Der Fokus der Forschung liegt auf dem urbanen Myanmar, v.a. der früheren Hauptstadt Yangon (Rangoon), die bis heute ein kosmopolitisches Zentrum ist. Das südostasiatische Land war jahrzehntelang vor allem wegen der Unterdrückung der politischen Opposition und ihrer Ikone Aung San Suu Kyi (Friedensnobelpreis 1991) international isoliert. Erst in den letzten Jahren erfolgte eine weitgehende Öffnung durch die freiwillig aus dem Amt geschiedene Militärregierung.

Der kulturellen, ethnischen und religiösen Vielfalt Yangons steht in weiten Teilen des Umlands ein buddhistisch-geprägter Ethnonationalismus gegenüber, getragen von der Bamar-Bevölkerungsmehrheit und gestützt durch die alten militärisch-wirtschaftlichen Eliten. Religiöse und ethnische Minoritäten ringen um Anerkennung, Rechte, und ihre zukünftige Rolle im Land. Es ist seit der Kolonialzeit nicht gelungen, verbindende Elemente im Sinne einer nationalen Identität zu schaffen, die Vertrauen und Kooperation fördern.

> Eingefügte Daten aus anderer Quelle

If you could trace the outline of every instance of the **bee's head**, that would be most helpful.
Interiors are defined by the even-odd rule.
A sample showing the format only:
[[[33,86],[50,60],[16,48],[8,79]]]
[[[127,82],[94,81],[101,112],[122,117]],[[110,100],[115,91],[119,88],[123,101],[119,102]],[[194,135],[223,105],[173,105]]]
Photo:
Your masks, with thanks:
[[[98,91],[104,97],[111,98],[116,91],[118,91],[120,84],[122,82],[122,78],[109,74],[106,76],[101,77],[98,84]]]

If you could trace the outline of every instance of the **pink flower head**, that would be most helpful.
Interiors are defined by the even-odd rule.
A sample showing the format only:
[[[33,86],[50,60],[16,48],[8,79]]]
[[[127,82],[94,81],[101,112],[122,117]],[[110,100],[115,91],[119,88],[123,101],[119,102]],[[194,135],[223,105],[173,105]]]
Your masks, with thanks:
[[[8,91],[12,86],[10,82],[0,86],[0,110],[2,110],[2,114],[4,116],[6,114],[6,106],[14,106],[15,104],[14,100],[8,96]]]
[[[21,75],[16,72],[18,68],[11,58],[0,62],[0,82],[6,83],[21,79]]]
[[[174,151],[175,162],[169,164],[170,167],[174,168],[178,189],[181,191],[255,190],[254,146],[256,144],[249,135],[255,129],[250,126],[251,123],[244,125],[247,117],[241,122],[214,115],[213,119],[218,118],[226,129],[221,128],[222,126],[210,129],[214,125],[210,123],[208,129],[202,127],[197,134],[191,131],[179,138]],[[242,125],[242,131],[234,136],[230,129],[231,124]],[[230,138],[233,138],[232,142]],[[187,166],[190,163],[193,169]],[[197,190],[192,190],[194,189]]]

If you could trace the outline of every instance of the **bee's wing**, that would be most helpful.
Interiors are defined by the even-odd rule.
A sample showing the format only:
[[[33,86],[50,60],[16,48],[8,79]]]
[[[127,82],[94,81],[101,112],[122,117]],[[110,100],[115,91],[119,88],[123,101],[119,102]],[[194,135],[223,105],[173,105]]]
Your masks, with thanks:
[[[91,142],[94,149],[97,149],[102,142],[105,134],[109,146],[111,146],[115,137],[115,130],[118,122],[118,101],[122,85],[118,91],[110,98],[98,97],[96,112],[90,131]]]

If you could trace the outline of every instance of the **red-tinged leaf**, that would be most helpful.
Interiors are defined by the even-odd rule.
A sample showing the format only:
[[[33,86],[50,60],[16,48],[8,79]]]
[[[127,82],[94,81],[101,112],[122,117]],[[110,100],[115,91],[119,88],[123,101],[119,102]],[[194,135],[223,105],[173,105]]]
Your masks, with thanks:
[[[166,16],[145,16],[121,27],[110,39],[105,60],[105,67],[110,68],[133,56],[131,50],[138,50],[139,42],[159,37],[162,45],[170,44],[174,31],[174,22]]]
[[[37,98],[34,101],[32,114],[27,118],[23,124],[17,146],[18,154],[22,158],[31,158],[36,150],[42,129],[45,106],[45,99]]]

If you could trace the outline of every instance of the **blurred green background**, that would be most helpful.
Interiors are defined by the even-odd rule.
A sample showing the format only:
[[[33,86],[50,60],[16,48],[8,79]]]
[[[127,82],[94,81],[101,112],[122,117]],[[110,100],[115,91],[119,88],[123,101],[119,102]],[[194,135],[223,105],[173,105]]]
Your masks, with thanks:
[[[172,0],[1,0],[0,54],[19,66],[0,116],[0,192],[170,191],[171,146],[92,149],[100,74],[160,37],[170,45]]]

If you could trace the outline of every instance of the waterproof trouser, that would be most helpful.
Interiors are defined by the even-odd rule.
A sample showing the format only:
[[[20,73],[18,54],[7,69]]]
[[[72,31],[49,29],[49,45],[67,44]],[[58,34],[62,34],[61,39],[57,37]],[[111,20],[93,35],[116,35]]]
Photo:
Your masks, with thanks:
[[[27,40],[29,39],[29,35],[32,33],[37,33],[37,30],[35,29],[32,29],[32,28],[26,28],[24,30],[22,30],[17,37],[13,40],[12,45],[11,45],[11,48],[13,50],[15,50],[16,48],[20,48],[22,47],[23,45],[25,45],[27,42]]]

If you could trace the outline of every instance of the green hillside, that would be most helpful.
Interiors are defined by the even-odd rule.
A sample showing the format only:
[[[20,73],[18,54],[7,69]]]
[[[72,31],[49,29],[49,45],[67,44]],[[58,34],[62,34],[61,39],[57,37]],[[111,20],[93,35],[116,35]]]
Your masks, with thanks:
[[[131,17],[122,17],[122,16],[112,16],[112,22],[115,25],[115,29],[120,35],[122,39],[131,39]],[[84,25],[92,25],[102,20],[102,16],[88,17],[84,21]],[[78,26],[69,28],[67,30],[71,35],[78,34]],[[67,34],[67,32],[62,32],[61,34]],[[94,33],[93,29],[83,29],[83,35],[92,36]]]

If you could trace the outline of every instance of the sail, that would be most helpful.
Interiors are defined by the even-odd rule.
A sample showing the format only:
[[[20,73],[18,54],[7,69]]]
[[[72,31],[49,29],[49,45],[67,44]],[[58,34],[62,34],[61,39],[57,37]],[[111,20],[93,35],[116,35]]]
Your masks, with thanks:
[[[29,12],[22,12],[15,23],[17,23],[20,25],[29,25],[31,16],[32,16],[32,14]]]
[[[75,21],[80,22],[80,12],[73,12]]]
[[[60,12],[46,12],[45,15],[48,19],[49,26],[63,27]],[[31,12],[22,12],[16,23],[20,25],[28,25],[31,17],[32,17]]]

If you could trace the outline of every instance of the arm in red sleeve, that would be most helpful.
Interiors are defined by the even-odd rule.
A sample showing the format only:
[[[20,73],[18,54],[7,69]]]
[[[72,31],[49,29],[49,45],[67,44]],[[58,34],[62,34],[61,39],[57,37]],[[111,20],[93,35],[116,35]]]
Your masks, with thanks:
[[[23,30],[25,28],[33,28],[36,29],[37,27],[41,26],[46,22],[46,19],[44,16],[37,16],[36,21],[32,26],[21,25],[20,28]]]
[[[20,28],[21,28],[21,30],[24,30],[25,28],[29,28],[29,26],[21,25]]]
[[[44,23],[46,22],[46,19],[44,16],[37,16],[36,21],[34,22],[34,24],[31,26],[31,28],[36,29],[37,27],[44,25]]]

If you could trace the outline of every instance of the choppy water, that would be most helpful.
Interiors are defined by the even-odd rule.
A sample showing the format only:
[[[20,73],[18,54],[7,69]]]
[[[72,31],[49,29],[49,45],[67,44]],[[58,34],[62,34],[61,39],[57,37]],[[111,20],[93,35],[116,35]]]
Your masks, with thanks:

Trotzdem ist das öffentliche Leben freier geworden. International wie auch intern wurde die politisch wie medial fest installierte Dichotomie zwischen der „(bösen) Junta“ und der „(guten) Opposition“ destabilisiert, so dass es nun zu neuen Ausdifferenzierungen des politischen Feldes kommt. Mit der Lockerung des internationalen Stigmas wird deutlich, dass ein neuer Gestaltungsspielraum und eine neue Notwendigkeit zur Selbstdarstellung entstanden, sprich, zur Darstellung von nationaler Identität, integrativer Symbolik und einem neuen Selbstverständnis. Das im Tourismussektor so wichtige branding der Destination ist heute, bald 70 Jahre nach der Unabhängigkeit vom British Empire, nur ein Element unter vielen Bemühungen, Myanmar neu zu imaginieren.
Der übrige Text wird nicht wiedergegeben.